New breakthrough in Marielle Franco investigation

Justice Minister Flávio Dino speaks on the latest developments of the Marielle Franco case. Photo: Isaac Amorim/MJSP
Justice Minister Flávio Dino speaks on the latest developments of the Marielle Franco case. Photo: Isaac Amorim/MJSP

Justice Minister Flávio Dino announced on Monday that one of the main suspects in the Marielle Franco case agreed to a plea bargain.

Former police officer Élcio Queiroz confessed to participating in the March 2018 assassination of Ms. Franco, who served as a Rio de Janeiro city councilwoman, and her driver Anderson Gomes. 

The confession closes the chapter of the investigation into the execution of the crime, and authorities will now focus on determining who ordered the double murder.

Ms. Franco, a member of the left-wing Socialism and Freedom Party (Psol), was shot dead on the night of March 14, 2018. She was 38. A year after the crime, Mr. Queiroz and Ronnie Lessa, also a former police officer, were arrested. Mr. Lessa was charged as the drive-by shooter, and Mr. Queiroz was charged as the getaway driver. Both remain in jail, awaiting trial. 

On Monday, the Federal Police also arrested former firefighter Maxwell Simões Correa, who Mr. Queiroz said also participated in the double murder by conducting surveillance on Ms. Franco. 

Mr. Correa had previously been arrested and convicted for obstructing the investigation, but was serving a non-custodial sentence.

The justice minister said in a press conference that Mr. Queiroz’s testimony, as well as other elements of the investigation, removed doubts about the commission of the crime and that the next steps would lead to who ordered the murders. “There is no perfect crime,” Mr. Dino said.

In February, Mr. Dino announced that the Federal Police had opened an investigation into the circumstances surrounding the killings. In his inaugural speech earlier this year, he said solving the Marielle Franco case was a “matter of honor.”

The main investigation into the murder had been conducted at the state level, with Rio police assigning five different officers to lead the case. At the state prosecutor’s office, three different teams were assigned to the inquiry.

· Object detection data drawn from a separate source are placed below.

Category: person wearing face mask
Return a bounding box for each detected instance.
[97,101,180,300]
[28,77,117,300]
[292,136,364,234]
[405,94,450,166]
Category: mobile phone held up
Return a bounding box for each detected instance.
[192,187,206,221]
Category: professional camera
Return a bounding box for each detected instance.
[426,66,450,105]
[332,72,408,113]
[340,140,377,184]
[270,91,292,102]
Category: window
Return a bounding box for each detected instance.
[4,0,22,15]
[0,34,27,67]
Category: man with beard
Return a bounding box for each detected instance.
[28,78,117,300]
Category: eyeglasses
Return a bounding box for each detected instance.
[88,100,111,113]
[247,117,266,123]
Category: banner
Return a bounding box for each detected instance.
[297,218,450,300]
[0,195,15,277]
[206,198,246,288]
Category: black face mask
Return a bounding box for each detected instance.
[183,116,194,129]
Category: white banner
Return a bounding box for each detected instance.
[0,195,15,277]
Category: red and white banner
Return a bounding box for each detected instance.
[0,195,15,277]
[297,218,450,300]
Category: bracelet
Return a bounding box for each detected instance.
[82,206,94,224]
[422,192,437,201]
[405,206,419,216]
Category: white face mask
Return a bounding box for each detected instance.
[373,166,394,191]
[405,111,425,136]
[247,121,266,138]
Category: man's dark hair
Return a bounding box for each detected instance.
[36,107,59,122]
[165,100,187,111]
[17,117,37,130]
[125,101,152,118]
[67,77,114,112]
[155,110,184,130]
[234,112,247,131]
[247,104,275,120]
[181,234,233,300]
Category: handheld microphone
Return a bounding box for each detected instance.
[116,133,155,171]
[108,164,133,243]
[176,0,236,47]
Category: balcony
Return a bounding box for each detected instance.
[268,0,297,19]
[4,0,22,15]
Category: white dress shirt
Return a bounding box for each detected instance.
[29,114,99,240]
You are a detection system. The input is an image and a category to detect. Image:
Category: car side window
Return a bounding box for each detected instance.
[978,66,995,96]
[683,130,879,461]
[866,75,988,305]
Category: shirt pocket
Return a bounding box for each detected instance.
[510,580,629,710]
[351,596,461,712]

A few weeks before her murder, Ms. Franco had been chosen to be the rapporteur of a city council committee to oversee the federal security intervention in Rio ordered by then-President Michel Temer. Jair Bolsonaro was the only presidential candidate at the time who did not condemn Ms. Franco’s assassination.

In the first month of the Bolsonaro administration, then-Justice Minister Sergio Moro said he had considered federalizing the Marielle Franco case, but never acted on the idea. Ms. Franco’s family publicly opposed federalizing the case at the time and claimed Mr. Moro had “always shown little interest” in the investigation. 

But after President Luiz Inácio Lula da Silva took office at the start of the year and appointed Ms. Franco’s sister, Anielle Franco, as racial equality minister, the family said federalizing the case was “an option” now that the Federal Police is under new leadership.